Are you taking responsibility for someone else's happiness?
How do you know if you’re taking responsibility for someone else’s happiness? I was hanging out with a group of friends the other day and I a cracked a joke about something that I thought was funny only to discover that what I said triggered defensiveness and anger in a friend.
Has that ever happened to you?
I get that my humor isn't for everyone, but I don't think it's bad enough to make someone angry, so what happened. Well, the truth is I don't know. I don't know what made her defensive and angry but I do know it wasn't me.
You might be thinking otherwise and why wouldn't you, I made a joke and someone got upset!
Here is what happens in situations like this. Someone, in this case me, innocently says something and another person hears it and relates it to their own life experiences or stories and it becomes personal to them. Sometimes it triggers a positive reaction but in this case my friend interpreted my joke as a personal attack on her. It felt like I just rubbed salt into an old wound, and her fight, flight or freeze reaction kicked into action. I had no way knowing that my joke would cause this kind of response.

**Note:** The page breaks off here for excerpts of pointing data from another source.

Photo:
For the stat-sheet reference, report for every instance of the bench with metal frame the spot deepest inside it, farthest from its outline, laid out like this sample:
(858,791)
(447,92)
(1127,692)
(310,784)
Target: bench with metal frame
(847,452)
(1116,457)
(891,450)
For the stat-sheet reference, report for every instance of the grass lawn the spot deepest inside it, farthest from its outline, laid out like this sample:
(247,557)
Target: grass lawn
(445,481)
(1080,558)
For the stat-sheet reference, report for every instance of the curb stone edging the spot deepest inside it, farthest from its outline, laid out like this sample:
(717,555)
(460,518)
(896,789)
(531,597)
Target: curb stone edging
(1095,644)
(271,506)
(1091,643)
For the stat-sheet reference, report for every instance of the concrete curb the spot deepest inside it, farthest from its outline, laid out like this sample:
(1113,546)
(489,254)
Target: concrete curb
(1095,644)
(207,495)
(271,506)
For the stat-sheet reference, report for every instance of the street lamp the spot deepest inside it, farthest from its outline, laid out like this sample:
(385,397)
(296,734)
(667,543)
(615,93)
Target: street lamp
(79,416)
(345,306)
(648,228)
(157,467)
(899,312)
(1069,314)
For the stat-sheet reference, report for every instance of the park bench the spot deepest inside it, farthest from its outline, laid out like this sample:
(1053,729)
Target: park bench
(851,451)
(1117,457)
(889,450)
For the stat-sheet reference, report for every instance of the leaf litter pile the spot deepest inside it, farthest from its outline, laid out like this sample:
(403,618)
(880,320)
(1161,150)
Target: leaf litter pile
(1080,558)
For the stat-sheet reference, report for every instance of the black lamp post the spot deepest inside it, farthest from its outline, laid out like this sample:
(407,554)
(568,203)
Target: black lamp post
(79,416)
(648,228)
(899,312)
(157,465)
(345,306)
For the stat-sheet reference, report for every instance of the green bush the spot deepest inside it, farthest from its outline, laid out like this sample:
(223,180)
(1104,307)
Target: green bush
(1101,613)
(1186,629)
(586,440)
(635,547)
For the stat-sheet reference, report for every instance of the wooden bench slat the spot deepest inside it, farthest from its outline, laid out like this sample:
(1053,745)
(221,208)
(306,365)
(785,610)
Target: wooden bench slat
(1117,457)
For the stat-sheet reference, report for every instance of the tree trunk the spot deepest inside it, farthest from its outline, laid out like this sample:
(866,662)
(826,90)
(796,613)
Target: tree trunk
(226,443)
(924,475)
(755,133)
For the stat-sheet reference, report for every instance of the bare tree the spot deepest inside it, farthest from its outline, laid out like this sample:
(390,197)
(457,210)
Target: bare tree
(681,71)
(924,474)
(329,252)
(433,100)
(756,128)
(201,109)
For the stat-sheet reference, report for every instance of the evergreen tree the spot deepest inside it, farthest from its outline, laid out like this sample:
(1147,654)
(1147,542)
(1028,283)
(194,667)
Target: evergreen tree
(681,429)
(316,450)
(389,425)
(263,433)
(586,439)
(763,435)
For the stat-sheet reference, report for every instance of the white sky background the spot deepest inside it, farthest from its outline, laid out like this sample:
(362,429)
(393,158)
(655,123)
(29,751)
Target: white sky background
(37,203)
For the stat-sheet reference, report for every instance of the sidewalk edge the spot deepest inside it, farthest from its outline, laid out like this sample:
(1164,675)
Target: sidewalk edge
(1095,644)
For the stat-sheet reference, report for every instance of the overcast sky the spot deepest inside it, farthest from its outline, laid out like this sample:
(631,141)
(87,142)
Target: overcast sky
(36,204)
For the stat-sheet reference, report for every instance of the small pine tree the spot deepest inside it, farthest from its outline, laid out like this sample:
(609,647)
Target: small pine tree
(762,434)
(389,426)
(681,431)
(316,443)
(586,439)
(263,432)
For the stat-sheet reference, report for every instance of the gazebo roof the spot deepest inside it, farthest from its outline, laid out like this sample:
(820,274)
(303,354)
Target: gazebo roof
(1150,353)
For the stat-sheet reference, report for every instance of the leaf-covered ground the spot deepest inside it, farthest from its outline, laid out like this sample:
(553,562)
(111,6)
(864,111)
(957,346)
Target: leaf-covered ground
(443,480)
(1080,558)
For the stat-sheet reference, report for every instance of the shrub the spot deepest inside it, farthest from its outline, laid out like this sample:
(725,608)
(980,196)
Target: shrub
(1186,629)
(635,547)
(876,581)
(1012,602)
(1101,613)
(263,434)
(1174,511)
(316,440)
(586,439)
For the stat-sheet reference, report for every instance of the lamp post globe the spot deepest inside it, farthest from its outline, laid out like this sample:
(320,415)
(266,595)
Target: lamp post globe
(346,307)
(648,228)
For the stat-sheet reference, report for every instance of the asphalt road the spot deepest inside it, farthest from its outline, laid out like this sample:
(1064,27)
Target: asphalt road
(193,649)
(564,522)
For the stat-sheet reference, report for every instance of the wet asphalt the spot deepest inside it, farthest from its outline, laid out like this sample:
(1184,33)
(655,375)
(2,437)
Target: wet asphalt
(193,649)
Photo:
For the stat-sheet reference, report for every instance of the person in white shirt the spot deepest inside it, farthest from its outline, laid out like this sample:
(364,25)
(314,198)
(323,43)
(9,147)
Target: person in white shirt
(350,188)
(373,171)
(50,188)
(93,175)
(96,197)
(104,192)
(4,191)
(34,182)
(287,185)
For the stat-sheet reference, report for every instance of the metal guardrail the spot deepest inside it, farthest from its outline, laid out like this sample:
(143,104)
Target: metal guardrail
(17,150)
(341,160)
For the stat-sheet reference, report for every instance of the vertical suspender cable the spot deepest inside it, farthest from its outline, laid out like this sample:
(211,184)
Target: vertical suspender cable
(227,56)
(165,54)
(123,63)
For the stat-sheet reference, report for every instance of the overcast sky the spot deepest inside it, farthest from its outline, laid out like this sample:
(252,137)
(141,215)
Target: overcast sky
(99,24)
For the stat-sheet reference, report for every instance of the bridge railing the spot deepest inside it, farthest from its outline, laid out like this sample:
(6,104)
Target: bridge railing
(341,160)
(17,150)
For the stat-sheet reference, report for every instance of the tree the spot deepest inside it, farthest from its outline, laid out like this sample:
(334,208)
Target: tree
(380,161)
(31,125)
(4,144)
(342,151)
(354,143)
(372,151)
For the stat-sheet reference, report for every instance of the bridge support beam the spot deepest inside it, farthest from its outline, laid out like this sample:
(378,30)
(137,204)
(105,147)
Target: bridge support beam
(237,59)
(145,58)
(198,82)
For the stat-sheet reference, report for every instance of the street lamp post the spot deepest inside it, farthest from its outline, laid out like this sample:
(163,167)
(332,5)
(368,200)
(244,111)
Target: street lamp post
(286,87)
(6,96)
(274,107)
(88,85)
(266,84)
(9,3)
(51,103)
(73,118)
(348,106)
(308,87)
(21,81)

What should I do? My friend is upset and angry, should I apologize?
Yes and No :)
Here's what I did and what I teach my clients, especially those who have a tendency to be people pleasers.
- Ask what was your intention? My intention was to say something funny and have a good laugh with my friends, my intention was not to hurt anyone.
- Give the other person space to process their emotions. When we're in flight, fight or freeze the last thing we need is for someone to tell us to calm down, or worse tell us we are overreacting, doing so can be like adding fuel to a fire.
- Make yourself available to listen to your friend when they are ready to talk, when I say listen I mean listen to understand what is going on with them, why was this was so painful for them.
- Acknowledge their pain is real and validate that you understand why they feel this way.
- Then if you feel like it let them know you're sorry that what you said made them feel the way they do. What you are doing is saying you're sorry they are hurting, not that you are sorry for what you said. The difference is subtle but significant, you didn’t do anything wrong.
Unless you're purposely setting out to hurt another person you are not responsible for how others feel. I know it can seem sometimes like you are. Try using the steps above and allow others to feel how they feel without the need for you to make them feel differently or to fix them in some way.